Messico 2016, tramonto sulla spiaggia di Cancùn.

Il senso di pace e beatitudine accarezza la sabbia, mentre il rumore delle onde placa i pensieri soffocanti di un turista. Un momento idilliaco che all’improvviso viene divorato dal terrore. Quattro loschi individui mascherati emergono dal mare e, armati di lunghi e taglienti machete, portano via lo sventurato investito dal panico.

Ha inizio così un rapimento surreale che attraversa in lungo e in largo l’intero territorio messicano. I banditi sono Juan Brujo, Fantasma, Hongo (Shane Embury) ed El Cynico (Jeff Walker), parlano perfettamente lo spagnolo e fanno parte di un’antica alleanza nata nel 1989 chiamata Brujeria. All’interno di un furgone sgangherato che puzza di hascisc, un mangianastri obsoleto ingoia una cassetta scintillante con su scritto “Pocho Aztlan”.

La quiete della notte è stuprata dall’irriverente hardcore a tinte death e punk che fuoriesce a tutto volume dalle casse del mezzo. Dopo un intro che non fa presagire nulla di buono, si scatena una violenza sonora tanto audace da prendere le sembianze di un cazzotto che si materializza in pieno viso, potente e deciso. I ritmi serrati e le accelerazioni continue sono la caratteristica principale della folle corsa intrapresa dai malviventi. Alle derapate eccitanti seguono ripartenze improvvise e, come in una gara di rally, si raggiungono velocità importanti dimenticandosi spesso del freno. La paura e i timori iniziali cominciano a mutare in puro e genuino divertimento.

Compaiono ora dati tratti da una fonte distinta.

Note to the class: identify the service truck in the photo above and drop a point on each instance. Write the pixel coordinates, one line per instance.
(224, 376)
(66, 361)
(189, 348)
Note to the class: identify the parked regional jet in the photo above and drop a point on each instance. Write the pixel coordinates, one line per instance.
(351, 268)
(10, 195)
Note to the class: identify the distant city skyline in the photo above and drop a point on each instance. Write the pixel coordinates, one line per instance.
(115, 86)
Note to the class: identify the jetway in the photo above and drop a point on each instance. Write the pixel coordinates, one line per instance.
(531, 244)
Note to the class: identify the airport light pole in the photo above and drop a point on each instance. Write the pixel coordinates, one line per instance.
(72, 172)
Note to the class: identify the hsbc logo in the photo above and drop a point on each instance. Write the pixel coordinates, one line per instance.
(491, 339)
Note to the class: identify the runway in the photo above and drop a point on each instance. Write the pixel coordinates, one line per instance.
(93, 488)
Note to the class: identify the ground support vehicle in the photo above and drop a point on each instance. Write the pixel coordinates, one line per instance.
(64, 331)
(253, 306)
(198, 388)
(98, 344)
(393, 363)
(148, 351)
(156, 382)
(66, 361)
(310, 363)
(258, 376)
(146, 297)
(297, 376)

Tra il denso fango del grindcore, i toni si alzano ed i discorsi prendono pieghe diverse: si passa da antiche credenze popolari a efferati assassinii, dall’immigrazione a profezie sull’anticristo. Attraversando distese di cocaina si incontrano narcos e si intravede addirittura l’ombra del celebre Escobar. Dal finestrino gli antichi resti delle civiltà precolombiane fanno da cornice ad atmosfere dinamiche ed evocative che esortano a combattere contro i soprusi degli invasori. I Brujeria non si fermano davanti a nulla, sulle ali dell’entusiasmo riescono perfino a guadare un fiume di adrenalina intonando un ritornello da urlare a squarciagola: «México Mèxico la la la!! México México sì señor!»

“Pocho Aztlan” è un itinerario delirante che sembra non avere una meta precisa se non quella di raggiungere, attraverso brutalità, ironia e tempi martellanti, l’ultimo stadio del godimento in salsa piccante metal. Sulle note di ‘California Uber Aztlan’, cover dell’originale ‘California Uber Alles’ dei Dead Kennedys, termina il nastro di una cassetta da sballo che è stata la colonna sonora di un viaggio esilarante e coinvolgente ma ancora senza spiegazione.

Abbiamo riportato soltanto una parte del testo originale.